In this literary memoir, writer and critic Helen Elliott observes her younger years via these letters to eleven influential people in her life.
Helen Elliott's Eleven Letters to You is a profoundly original memoir, an intimate account of growing up in the suburbs of Melbourne in the fifties and sixties, before feminism.
This sparkling, wonderfully absorbing book is written in the form of eleven letters to those neighbours, relatives, friends, teachers and mentors who shaped the young Helen. (It begins in 1950 when she is three and finishes in 1969 when she is twenty-two.) Each of the letters is a homage to the power of memory to recreate life in all its sensuous and indelible detail. And each is a love letter that brings Elliott's marvellous characters-the Misses Stapley, Lois, Mr Cohen and so on-back to life, along with the lost worlds they inhabit.
Helen Elliott sets out to look for answers to one primary question- how did she become whoever she thought she was.
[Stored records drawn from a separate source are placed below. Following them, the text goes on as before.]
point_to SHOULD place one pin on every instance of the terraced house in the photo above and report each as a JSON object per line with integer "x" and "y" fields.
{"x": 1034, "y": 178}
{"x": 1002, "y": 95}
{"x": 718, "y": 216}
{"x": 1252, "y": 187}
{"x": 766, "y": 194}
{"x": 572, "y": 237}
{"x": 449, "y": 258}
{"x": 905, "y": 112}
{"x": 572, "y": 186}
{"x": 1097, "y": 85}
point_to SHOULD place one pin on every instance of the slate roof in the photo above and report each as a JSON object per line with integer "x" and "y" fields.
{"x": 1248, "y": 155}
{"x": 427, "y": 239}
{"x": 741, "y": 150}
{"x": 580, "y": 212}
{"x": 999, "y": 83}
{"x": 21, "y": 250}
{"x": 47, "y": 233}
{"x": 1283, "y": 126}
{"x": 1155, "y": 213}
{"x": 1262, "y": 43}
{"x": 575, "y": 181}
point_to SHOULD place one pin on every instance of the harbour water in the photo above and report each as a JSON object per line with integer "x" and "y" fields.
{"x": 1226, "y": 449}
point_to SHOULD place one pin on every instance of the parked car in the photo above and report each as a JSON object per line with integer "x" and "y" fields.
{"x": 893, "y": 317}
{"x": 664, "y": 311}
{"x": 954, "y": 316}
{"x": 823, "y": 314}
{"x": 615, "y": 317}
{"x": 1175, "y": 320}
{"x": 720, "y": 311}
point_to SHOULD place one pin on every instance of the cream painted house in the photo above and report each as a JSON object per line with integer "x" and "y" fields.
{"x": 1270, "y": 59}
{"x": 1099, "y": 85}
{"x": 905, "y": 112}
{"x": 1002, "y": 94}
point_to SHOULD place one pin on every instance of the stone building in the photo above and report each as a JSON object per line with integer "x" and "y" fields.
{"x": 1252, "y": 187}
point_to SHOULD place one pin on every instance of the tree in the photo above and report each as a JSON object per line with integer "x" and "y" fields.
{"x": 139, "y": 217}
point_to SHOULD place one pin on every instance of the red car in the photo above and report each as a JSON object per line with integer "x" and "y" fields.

She conducts her search through the lives of others. 'I am not the centre of this book,' she says, 'but the hinge holding it together.'
Her search will mesmerise her readers, because of the power and fluency of her voice, and because the vanished kitchens and gardens and fields and streets she conjures up are so unforgettably drawn.
Eleven Letters for You offers us an immersive and deeply moving reading experience. It will appeal equally to fans of Elena Ferrante and Helen Garner.